No one was killed at the kindergarten ceremony, that’s the point. But there was a full-on brawl between various nominally adult family members, with punches thrown, as you can see on WTVG’s site because of course someone recorded it on their phone. When introducing that clip, the anchorperson felt obligated to say that it was “disturbing,” by which I assume he meant “hilarious.”

It doesn’t show how the dispute arose, or how a dispute could have arisen about seating at a kindergarten graduation ceremony. According to a witness, one family “started to grab their own chairs and kind of like make their own space,” apparently in front of others who then couldn’t see well. The video seems to show there is plenty of space in the room to which one could relocate, and that the ceiling is high enough that standing up would also have been an option. Doing that would put one’s eyeballs above the back of a seated person’s head, thus ensuring that photons bouncing off the children could reach those eyeballs and thereby the attached brain for analysis. But it seems no one thought of that.

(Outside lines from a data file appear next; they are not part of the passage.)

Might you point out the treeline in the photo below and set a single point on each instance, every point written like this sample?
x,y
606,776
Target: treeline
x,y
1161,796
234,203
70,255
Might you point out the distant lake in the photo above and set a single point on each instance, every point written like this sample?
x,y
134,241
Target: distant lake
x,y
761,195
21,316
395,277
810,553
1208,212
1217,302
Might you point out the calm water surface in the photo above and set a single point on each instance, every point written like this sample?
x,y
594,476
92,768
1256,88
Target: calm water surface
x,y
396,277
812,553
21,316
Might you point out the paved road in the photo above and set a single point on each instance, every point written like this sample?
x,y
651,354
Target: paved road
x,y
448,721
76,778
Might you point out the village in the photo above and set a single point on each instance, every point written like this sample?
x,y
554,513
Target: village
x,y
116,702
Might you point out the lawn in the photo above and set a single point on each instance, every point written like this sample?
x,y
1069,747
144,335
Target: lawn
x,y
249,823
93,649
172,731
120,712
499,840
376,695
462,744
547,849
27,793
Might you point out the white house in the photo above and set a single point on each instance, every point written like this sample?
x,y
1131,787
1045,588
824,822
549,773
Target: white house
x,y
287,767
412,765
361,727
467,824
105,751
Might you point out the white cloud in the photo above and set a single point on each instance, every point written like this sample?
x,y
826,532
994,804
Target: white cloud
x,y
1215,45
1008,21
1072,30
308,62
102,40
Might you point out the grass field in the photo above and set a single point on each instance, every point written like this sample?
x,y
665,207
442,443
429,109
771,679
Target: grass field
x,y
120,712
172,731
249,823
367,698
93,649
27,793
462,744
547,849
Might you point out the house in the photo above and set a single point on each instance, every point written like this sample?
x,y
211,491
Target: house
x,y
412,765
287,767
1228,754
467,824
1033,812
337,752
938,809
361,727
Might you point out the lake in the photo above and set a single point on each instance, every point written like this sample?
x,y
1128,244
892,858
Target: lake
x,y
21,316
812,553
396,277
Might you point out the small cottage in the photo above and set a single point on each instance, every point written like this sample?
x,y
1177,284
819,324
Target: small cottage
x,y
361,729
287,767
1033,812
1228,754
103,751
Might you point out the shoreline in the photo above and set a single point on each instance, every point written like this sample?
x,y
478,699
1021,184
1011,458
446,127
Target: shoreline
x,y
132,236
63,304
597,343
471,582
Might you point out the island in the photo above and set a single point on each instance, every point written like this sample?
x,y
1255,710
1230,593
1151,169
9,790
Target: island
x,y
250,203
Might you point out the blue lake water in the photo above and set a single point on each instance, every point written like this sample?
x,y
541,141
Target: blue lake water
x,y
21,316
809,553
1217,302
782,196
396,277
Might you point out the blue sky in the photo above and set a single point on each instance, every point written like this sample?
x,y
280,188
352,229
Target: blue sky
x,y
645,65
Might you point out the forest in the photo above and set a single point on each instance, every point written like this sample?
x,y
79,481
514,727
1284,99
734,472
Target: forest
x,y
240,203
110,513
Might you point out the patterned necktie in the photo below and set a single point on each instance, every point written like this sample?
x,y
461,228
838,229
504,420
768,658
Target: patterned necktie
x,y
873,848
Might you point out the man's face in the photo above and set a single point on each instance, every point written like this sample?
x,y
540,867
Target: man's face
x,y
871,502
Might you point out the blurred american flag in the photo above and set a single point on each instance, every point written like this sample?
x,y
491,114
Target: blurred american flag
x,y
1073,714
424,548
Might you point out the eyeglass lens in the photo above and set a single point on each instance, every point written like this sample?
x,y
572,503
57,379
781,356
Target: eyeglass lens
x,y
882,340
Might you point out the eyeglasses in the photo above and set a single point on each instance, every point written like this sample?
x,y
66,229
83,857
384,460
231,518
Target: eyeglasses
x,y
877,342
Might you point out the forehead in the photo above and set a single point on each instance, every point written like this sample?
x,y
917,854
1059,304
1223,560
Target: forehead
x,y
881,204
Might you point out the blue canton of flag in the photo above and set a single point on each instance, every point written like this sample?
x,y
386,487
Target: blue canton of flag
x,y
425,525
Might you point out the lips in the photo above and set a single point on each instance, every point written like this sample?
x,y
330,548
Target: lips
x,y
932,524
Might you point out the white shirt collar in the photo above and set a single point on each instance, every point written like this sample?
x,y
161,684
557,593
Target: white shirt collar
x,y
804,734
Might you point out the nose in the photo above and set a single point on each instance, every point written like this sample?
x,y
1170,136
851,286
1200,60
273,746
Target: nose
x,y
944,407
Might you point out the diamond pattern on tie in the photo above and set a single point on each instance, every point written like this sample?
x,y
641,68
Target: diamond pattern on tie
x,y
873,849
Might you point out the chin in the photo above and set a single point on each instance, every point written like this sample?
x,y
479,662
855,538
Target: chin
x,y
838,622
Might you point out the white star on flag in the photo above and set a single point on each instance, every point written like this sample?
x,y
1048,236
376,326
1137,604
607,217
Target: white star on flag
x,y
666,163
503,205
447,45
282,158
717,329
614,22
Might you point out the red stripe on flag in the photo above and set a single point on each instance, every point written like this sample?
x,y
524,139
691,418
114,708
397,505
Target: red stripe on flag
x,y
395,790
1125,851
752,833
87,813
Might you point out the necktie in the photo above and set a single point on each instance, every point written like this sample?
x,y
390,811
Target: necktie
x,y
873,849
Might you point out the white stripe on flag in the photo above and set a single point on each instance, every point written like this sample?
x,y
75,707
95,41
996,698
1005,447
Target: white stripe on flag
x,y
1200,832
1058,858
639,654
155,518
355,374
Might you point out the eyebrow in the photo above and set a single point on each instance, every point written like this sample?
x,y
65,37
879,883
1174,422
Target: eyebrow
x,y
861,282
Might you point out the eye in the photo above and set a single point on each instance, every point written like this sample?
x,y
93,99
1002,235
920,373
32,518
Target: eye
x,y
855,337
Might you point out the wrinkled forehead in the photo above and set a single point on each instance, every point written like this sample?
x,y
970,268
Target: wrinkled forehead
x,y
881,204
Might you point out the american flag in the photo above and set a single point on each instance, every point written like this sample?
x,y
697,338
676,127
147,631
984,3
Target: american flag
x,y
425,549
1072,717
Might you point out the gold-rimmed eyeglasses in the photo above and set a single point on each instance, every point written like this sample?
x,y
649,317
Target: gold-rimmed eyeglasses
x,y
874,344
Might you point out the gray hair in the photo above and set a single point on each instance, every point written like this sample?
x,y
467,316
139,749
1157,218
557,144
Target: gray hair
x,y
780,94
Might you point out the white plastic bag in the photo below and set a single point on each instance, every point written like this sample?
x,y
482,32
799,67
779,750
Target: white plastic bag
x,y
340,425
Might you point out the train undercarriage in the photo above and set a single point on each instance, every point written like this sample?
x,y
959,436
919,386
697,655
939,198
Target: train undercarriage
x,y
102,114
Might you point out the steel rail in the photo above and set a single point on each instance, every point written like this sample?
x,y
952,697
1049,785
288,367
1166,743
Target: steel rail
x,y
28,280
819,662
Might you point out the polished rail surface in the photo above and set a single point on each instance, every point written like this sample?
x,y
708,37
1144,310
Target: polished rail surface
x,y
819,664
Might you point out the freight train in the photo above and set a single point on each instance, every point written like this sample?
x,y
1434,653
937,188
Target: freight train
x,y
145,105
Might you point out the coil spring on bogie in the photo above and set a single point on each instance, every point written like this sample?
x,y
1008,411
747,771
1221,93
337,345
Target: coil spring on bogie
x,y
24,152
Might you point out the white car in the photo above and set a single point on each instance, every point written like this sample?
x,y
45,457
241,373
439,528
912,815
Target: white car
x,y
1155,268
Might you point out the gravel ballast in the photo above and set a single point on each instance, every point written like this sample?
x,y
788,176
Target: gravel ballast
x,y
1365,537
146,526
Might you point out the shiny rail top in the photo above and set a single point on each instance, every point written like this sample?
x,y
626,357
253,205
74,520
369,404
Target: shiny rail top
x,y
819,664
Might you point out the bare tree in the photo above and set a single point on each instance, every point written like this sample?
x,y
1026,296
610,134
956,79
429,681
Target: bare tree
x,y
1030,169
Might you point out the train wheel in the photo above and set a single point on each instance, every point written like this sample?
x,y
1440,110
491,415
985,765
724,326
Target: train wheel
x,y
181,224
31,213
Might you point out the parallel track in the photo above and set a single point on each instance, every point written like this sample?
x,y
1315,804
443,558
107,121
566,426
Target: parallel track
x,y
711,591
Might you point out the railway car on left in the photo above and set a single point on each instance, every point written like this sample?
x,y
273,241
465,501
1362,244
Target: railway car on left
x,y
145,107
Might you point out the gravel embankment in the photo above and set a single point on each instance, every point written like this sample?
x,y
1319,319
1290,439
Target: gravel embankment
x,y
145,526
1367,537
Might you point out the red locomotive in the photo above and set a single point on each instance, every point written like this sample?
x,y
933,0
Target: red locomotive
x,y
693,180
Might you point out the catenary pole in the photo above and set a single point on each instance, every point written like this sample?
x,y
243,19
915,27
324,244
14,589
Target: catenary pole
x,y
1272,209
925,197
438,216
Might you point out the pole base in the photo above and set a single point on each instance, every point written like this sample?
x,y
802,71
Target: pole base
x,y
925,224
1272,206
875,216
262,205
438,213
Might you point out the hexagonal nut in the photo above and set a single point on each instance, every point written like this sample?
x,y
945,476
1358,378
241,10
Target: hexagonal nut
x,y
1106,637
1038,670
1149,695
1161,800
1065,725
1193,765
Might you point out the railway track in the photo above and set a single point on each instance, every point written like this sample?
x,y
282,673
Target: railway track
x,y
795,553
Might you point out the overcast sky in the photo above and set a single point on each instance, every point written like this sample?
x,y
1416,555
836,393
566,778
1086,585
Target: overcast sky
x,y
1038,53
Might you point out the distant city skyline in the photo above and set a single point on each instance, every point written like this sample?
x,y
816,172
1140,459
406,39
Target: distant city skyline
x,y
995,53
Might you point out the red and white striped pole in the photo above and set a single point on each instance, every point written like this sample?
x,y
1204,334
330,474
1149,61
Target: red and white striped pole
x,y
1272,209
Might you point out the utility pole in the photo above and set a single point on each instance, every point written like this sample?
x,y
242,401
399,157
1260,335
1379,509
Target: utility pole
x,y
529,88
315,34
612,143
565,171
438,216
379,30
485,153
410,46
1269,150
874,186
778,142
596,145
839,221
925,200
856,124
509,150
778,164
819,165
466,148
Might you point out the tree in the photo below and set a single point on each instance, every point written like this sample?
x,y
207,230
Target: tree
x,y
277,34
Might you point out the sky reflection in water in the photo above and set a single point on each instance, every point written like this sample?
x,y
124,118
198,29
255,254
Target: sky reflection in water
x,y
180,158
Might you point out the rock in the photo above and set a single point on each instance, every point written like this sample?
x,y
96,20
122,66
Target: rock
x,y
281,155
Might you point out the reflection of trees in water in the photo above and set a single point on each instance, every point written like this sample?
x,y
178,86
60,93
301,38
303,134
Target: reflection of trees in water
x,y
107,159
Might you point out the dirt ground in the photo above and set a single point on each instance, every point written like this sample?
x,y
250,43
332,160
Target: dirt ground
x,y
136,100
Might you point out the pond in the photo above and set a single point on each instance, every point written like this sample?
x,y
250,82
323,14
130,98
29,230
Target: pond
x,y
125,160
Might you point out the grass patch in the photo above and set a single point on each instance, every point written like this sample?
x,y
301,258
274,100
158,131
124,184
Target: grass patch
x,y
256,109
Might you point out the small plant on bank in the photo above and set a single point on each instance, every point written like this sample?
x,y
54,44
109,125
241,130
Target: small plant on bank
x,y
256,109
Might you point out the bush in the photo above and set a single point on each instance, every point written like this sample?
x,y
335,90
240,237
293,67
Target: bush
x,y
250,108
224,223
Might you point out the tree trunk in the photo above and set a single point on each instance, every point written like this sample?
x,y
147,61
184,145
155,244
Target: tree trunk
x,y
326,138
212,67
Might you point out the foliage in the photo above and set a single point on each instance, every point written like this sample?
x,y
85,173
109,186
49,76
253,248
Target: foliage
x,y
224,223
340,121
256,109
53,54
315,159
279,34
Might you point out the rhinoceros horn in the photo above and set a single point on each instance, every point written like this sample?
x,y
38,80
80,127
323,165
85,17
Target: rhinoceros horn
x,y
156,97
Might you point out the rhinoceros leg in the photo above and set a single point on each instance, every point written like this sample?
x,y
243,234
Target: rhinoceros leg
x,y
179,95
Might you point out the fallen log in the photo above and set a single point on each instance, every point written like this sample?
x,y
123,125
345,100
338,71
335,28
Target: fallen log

According to the witness, he was involved in some of the back-and-forth before things turned violent. At some point, he said, a “whole family in the first two rows stood up—five guys, five girls—they all just stand up,” and before he knew it he had been “sucker-punched.” This knocked him to the ground, whereupon “probably four or five other guys were on top of me, trampling me, punching me, kicking me in the head.” The video generally confirms this, but the man doesn’t seem to have been in any real danger. Let’s just say most of the blows look like they could have been delivered by the children, not just witnessed by them.

Nor is a felonious assault immediately apparent from watching the video. Of course, that depends on what “felonious assault” means in Ohio. At common law, and under some statutes, an “assault” is an intentional act that creates a reasonable fear of imminent harm, whether contact is made or not. Making contact is “battery,” and of course these usually go together—except in the case of a sucker punch, which would be battery unpreceded by assault. But never mind that, because Ohio statutes don’t distinguish between assault and battery. They just define different flavors of assault. In rough order of badness, these are: negligent, regular, aggravated, and felonious.

  • Regular “assault” means knowingly causing or attempting to cause physical harm to another, or recklessly causing it. Generally a first-degree misdemeanor (i.e., the worst kind), but circumstances could make it a fifth-, fourth-, or even third-degree felony.
  • Aggravated assault” is more complicated. This means knowingly causing serious physical harm, or causing or attempting to cause any physical harm by means of a deadly weapon or dangerous ordnance, “while under the influence of sudden passion or in a sudden fit of rage” brought on by “serious provocation occasioned by the victim that is reasonably sufficient to incite the person into using deadly force….” So, the consequences were or could have been more serious than with regular assault, but you were provoked. A fourth- or possibly third-degree felony.
  • Take away the “aggravation” part, and you get “felonious assault,” the charge laid upon the most brutal of our kindergarten parents. This is at least a second-degree felony, so, the worst assault of all.

Given those categories, it seems to me that this was over-charged. It was definitely assault, but the harm doesn’t seem to have been all that serious, and having looked at the definition of “deadly weapon” I’m pretty confident a chair doesn’t count. So I don’t see how this was the felonious kind. Let’s put it this way: the section actually has two definitions of “felonious assault.” The one above is section 2903.11(A). Section 2903.11(B) involves having sex with someone without telling them you have AIDS (assuming you do). Smacking someone’s head into a folding chair doesn’t really seem to belong in the same category.

According to the report, the graduation ceremony was canceled and will be rescheduled for a later date. By then the parents may have grown up enough to attend it.